Last week two papers came out on psilocybin being used for treating existential anxiety in people who have been diagnosed with terminal cancer. One study is at John Hopkins and the other at NYU. The results are really amazingly successful, showing that one dose of psilocybin in a psychotherapeutic setting is bringing about positive changes in people’s attitudes to their situation. These changes are still being felt six months later. There is no other medicine with which one dose can have a positive effect for after six months.
We’ve also just done a study at our Beckley/Imperial Research Programme, which was the first study to use psilocybin in the treatment of depression. Participants were treatment-resistant depressives who had been unresponsive to all other forms of treatment for an average of 18 years. The immediate results were a 67% success rate, meaning that they were depression-free at the one-week follow up, and after three months 42 % of the participants were still in remission. These substances have been used as medication for millennia. It’s a very recent thing that they have become prohibited.
For a long time there was no research into the therapeutic use of psychedelics at all and recently there have been a few institutions which have been willing to take the chance. What do you think changed the situation?

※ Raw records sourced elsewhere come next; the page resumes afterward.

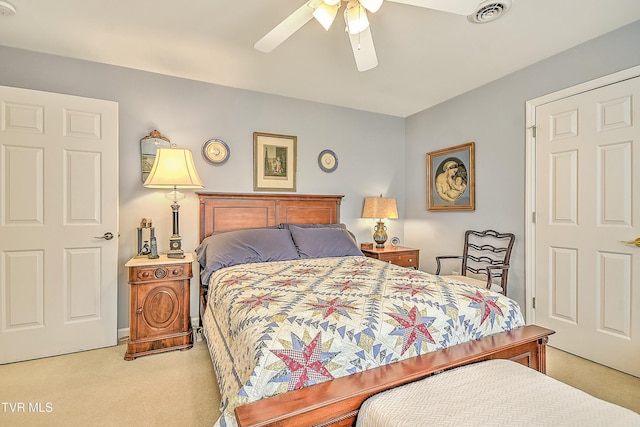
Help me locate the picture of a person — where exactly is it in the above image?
[435,160,467,202]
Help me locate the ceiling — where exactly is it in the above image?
[0,0,640,117]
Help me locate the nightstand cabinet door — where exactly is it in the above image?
[124,257,193,360]
[132,281,188,338]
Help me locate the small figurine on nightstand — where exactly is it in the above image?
[149,236,160,259]
[137,218,158,258]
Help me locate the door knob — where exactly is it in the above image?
[622,237,640,248]
[93,231,113,240]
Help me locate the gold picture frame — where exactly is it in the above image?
[427,142,476,211]
[140,130,174,183]
[253,132,298,191]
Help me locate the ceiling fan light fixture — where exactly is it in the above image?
[313,2,340,31]
[344,0,369,34]
[360,0,384,13]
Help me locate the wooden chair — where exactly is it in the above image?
[436,230,516,295]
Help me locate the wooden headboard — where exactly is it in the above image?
[197,192,344,241]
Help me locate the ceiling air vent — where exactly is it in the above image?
[467,0,511,24]
[0,0,16,16]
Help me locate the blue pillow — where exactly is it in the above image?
[196,228,300,286]
[289,224,362,259]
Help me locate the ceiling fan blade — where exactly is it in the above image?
[347,27,378,71]
[389,0,482,15]
[253,2,313,53]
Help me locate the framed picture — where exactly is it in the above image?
[427,142,476,211]
[253,132,298,191]
[140,130,172,182]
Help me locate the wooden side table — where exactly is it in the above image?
[124,253,194,360]
[361,246,420,270]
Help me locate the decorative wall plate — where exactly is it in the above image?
[318,150,338,172]
[202,138,230,166]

There have basically been three organisations, like the Beckley Foundation, in this field, which have been pushing the research forward for the last 20 years. Actually, I’ve been pushing for it since 1966, an amazing 50 years.
I started the Beckley Foundation in 1998, and there are two other institutions called the Heffter Institute and MAPS [the Multidisciplinary Association for Psychedelic Studies]. Between us, MAPS is doing MDMA and post-traumatic stress disorder, Heffter has concentrated mainly on psilocybin and is involved in these current studies. At the Beckley Foundation, I cast the net very wide, because my interest is in the phenomenon of consciousness and its altered states. These altered states can be amazingly beneficial to the individual, both in healing and in transformational insights.
Society as a whole would benefit from understanding the potential benefits, instead of criminalising the use of these substances. I would like to reintegrate them into the fabric of modern society, both in the medical field and for psychological transformation and healing. Responsible use of these compounds in a safe setting could give back to our rather ‘lost’ society a new sense of meaning and purpose.
There are all sorts of ways these substances can be used beneficially: to help heal conditions like depression, anxiety and addiction, and also to help enhance consciousness, compassion and insight. I am in favour of having clinics, where psychedelic-assisted psychotherapy can be provided by professionals.